Regularmente citados,
os requeridos compareceram à audiência de tentativa de conciliação e entrega de
resposta onde, frustrada a conciliação, ofereceram contestações aos pedidos.
A contestação do
Município de Bauru, em síntese, aduz, em linha de preliminar, a impropriedade
da ação civil pública para a obtenção dos pedidos e a ilegitimidade de parte
ativa do Ministério Público.

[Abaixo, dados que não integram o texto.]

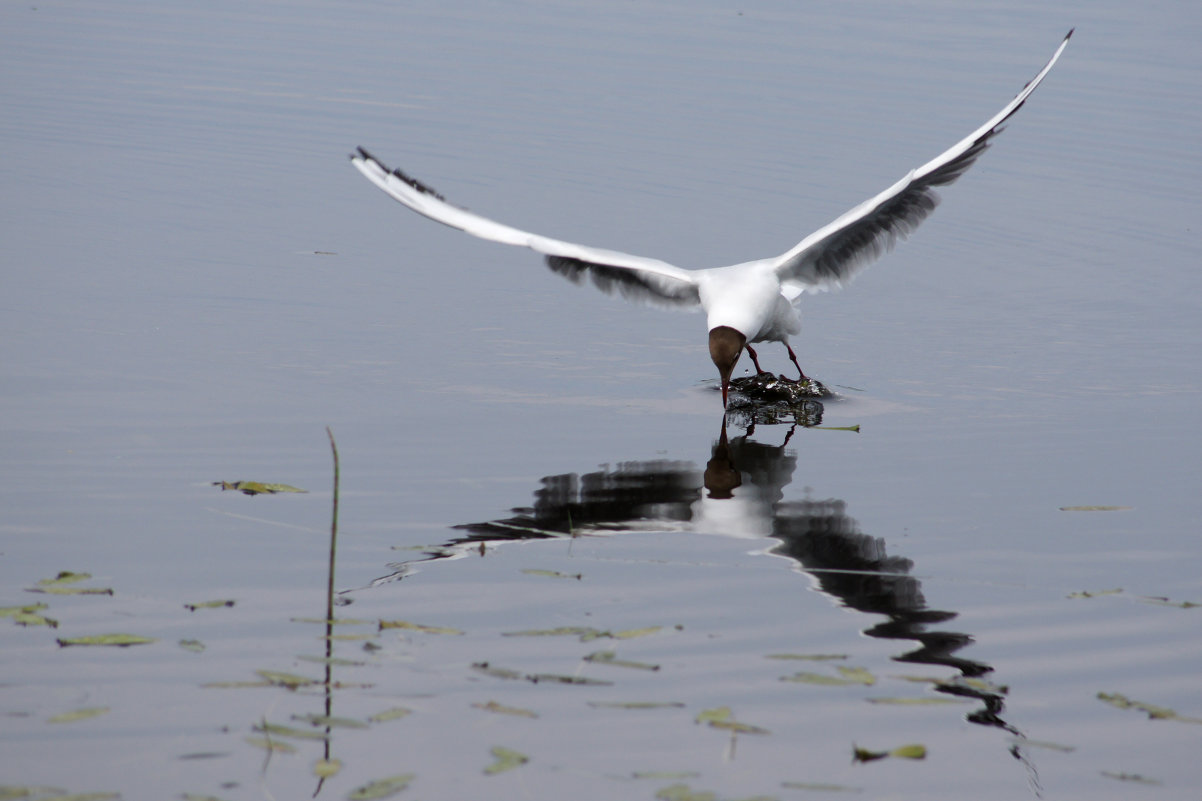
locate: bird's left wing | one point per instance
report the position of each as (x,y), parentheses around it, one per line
(635,277)
(835,251)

No mérito, em apertada síntese, aduziu: a) que os
pedidos são ilegais, atingem o poder discricionário da Administração e
comprometem todo o atendimento pedagógico-educacional com prejuízo para os
alunos; b) que as crianças e adolescentes que não encontram vagas nos núcleos
onde moram, são matriculadas em escolas de outros bairros; c) que os pedidos
demandam a construção de novas escolas, contratação de professores e compra de equipamentos, o que não é possível sem recursos
financeiros e prévia dotação orçamentária; d) que o requerente não provou que o
transporte público é insuficiente e que foram realizados o censo e a chamada
pública.
Requer a extinção do
processo pelo acolhimento das preliminares ou, no mérito, a improcedência dos
pedidos da ação civil pública bem como a condenação do requerente
nas custas, despesas e honorários.
A contestação da
requerida Fazenda Pública do Estado de São Paulo, em síntese, aduz, em linha de
preliminar, a impropriedade da via eleita; a ilegitimidade de parte ativa; a
inépcia da inicial e a ilegitimidade de parte passiva. No mérito, aduz: a) que
os pedidos são ilegais e impõe obrigação impossível de ser cumprida além de
interferir na prestação do serviço e na discricionariedade da Administração; b)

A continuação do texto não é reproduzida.